|Energy and Climate Change Minister Greg Barker said: "The expansion of our reformed Feed-in Tariff will encourage even more communities to get on board.”|
New proposals to benefit community energy schemes have been unveiled by the Government.
In its response to feedback from community groups on the type of financial incentive that works best for them, the Department for Energy and Climate Change (DECC) has said it will increase the generation threshold under which community projects are eligible for feed-in tariffs (FITs) to enable larger projects to benefit.
Support for community renewable projects over 5MW is currently available under the Renewables Obligation (RO). But this pays a lower amount per kilowatt-hour than that available under FITs.
The reforms, to be written into the Energy Bill and underpinned by secondary legislation, will permit community schemes up to 10MW in size to continue to benefit from the levels of support available to those below 5MW.
Projects such as solar PV on school roofs or panels on libraries, community owned wind turbines and hydro power from local streams could all benefit under the proposed new rules.
There is also money on offer to pay for excess power exported back to the grid.
Energy and Climate Change Minister Greg Barker said: "The Coalition is determined to drive a step change in the deployment of community energy.
"We want to help consumers, businesses and communities generate more of their own clean, green electricity locally, becoming less reliant on centralised power generation. The expansion of our reformed Feed-in Tariff will encourage even more communities to get on board.”

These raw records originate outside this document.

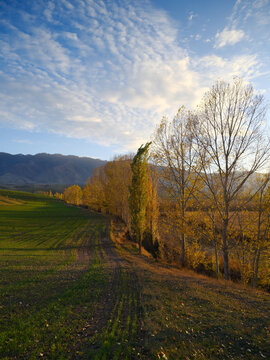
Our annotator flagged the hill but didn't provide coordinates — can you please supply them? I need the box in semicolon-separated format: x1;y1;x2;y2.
0;152;105;187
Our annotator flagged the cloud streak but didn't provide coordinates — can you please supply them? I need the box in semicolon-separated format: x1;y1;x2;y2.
0;0;266;151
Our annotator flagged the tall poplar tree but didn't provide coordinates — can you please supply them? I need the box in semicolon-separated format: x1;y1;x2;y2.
129;142;151;254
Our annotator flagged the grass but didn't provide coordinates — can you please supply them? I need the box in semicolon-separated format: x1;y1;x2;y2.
0;190;270;360
0;191;108;359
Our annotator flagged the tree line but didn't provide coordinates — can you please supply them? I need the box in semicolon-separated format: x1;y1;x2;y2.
57;78;270;287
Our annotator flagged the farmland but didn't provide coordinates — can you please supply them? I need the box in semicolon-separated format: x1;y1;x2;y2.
0;191;270;360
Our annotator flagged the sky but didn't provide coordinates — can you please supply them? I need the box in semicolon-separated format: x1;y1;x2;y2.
0;0;270;160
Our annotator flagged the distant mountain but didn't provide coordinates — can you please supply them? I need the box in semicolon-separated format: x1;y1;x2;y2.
0;152;106;186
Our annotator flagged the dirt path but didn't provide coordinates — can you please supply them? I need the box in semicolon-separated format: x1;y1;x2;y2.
73;219;270;360
77;227;142;359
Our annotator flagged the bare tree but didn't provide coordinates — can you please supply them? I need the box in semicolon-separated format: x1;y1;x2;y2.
194;78;270;280
152;108;198;266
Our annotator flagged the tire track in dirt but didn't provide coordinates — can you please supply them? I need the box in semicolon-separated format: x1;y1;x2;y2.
76;225;141;359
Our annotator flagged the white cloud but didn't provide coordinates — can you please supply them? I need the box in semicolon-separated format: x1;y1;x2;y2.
0;0;266;151
215;28;245;48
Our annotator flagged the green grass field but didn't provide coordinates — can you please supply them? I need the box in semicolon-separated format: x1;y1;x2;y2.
0;190;270;360
0;191;111;359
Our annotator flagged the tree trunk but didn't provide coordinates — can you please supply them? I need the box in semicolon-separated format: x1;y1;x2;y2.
215;242;219;279
253;248;261;288
139;233;142;255
222;219;229;280
180;233;185;267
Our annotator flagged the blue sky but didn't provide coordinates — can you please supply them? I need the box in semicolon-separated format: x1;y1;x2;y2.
0;0;270;159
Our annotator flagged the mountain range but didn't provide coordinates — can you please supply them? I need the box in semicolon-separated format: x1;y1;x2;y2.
0;152;106;187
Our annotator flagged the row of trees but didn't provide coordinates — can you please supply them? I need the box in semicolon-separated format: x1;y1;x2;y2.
60;79;270;286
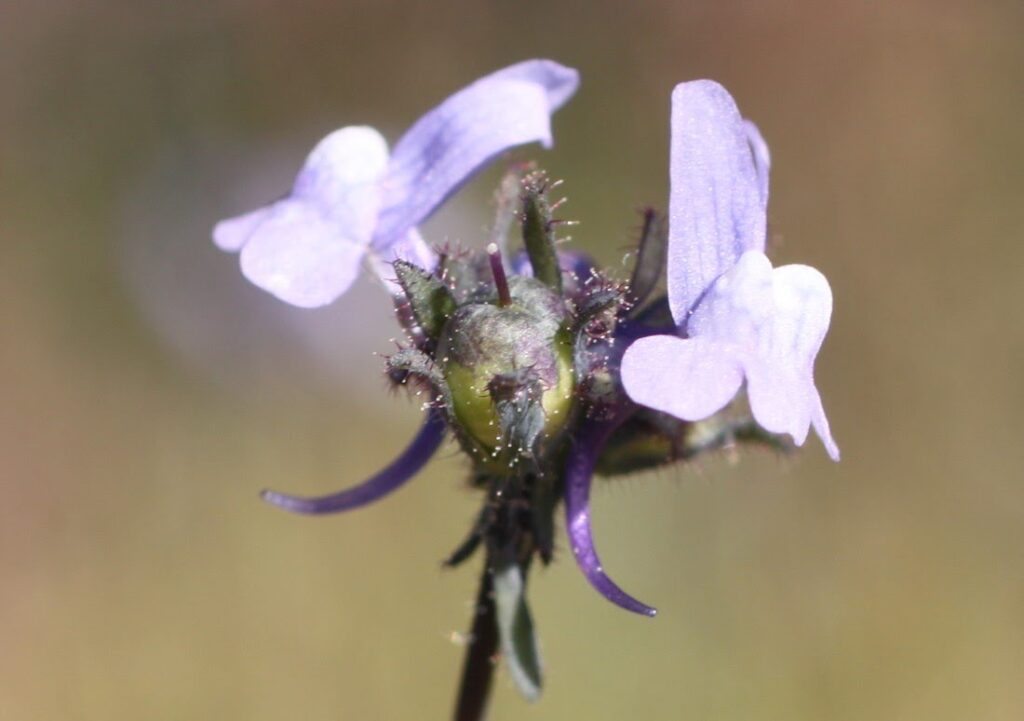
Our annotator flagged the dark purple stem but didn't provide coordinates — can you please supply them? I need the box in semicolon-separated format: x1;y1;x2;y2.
260;409;444;515
565;410;657;616
487;243;512;306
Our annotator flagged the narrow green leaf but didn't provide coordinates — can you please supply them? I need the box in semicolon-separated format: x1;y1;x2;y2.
494;562;542;701
522;171;562;293
394;260;456;340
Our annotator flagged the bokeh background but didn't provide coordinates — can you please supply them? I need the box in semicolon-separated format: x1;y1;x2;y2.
0;0;1024;721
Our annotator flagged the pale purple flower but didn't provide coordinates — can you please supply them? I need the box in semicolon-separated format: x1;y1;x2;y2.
622;80;839;461
213;60;579;307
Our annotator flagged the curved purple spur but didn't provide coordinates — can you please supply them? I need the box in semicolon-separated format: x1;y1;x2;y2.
565;414;657;617
260;409;445;515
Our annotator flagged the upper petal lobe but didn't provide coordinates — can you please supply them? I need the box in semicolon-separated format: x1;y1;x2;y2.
668;80;767;327
375;60;579;248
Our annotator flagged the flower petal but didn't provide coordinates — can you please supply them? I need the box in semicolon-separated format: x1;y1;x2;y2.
260;409;445;515
744;265;839;460
684;251;838;455
622;336;743;421
743;119;771;208
375;60;579;248
292;125;388;198
668;80;766;328
565;421;657;616
213;126;388;308
241;200;366;308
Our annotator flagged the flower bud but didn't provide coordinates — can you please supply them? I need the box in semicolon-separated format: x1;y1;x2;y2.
436;277;575;457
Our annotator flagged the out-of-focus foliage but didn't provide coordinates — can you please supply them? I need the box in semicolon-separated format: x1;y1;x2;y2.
0;0;1024;721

The announcement comes on top of the launch last week of a £15 million Renewable Community Energy Fund to help community groups with the cost of feasibility studies and seeking planning permission.
DECC is also keen to explore what needs to be done to kickstart even more projects across the UK, with a call for evidence currently underway and the UK’s first community energy strategy to be launched in the Autumn.
The call for evidence wants to hear about the potential benefits of community energy, the barriers to community energy, and what might be innovative and new approaches.
The proposed changes to the FITs rules will be made as part of the Energy Bill process. Once this Bill comes into force, the Government will consult on what it will mean in practice for community schemes.
The Solar Trade Association welcomed the proposals. Its chief executive, Paul Barwell, said: “Community solar farms on lower grade agricultural land help farmers diversify their risk away from increased weather risks to their land, while at the same time fostering dual purpose land use and biodiversity. Community ownership will help secure better community acceptance for more ambitious solar farms over the existing 5MW threshold.”
However, the STA believes that there is still an issue which needs clarifying that is preventing many community schemes from getting off the ground.
Currently all solar schemes over 50kW (the size of e.g. a school scheme) are subject to very stringent capacity constraints. For example, in any quarter, if more than 200MW of capacity of 50kW+schemes is installed, this will result in a 28% cut in all the tariffs from 50kW through to 5MW.
Furthermore, for schemes over 250kW (larger commercial or community schemes), the FIT is too low to work, leading to just a handful of projects at this size since last July. This is despite schemes over 250kW being more cost effective than many large-scale renewables supported under the Renewables Obligation (RO).
STA Head of External Affairs, Leonie Greene, said: “Solar is being unfairly constrained. It is this 'normal' mid-size of solar, dominant in markets overseas, that needs urgent attention.”
The STA is currently finalising its best practice guidance for high standards in solar farm construction, which recommend avoiding prime grade agricultural land, and provide a set of criteria which developers, builders and land tenants can use to ensure best practice.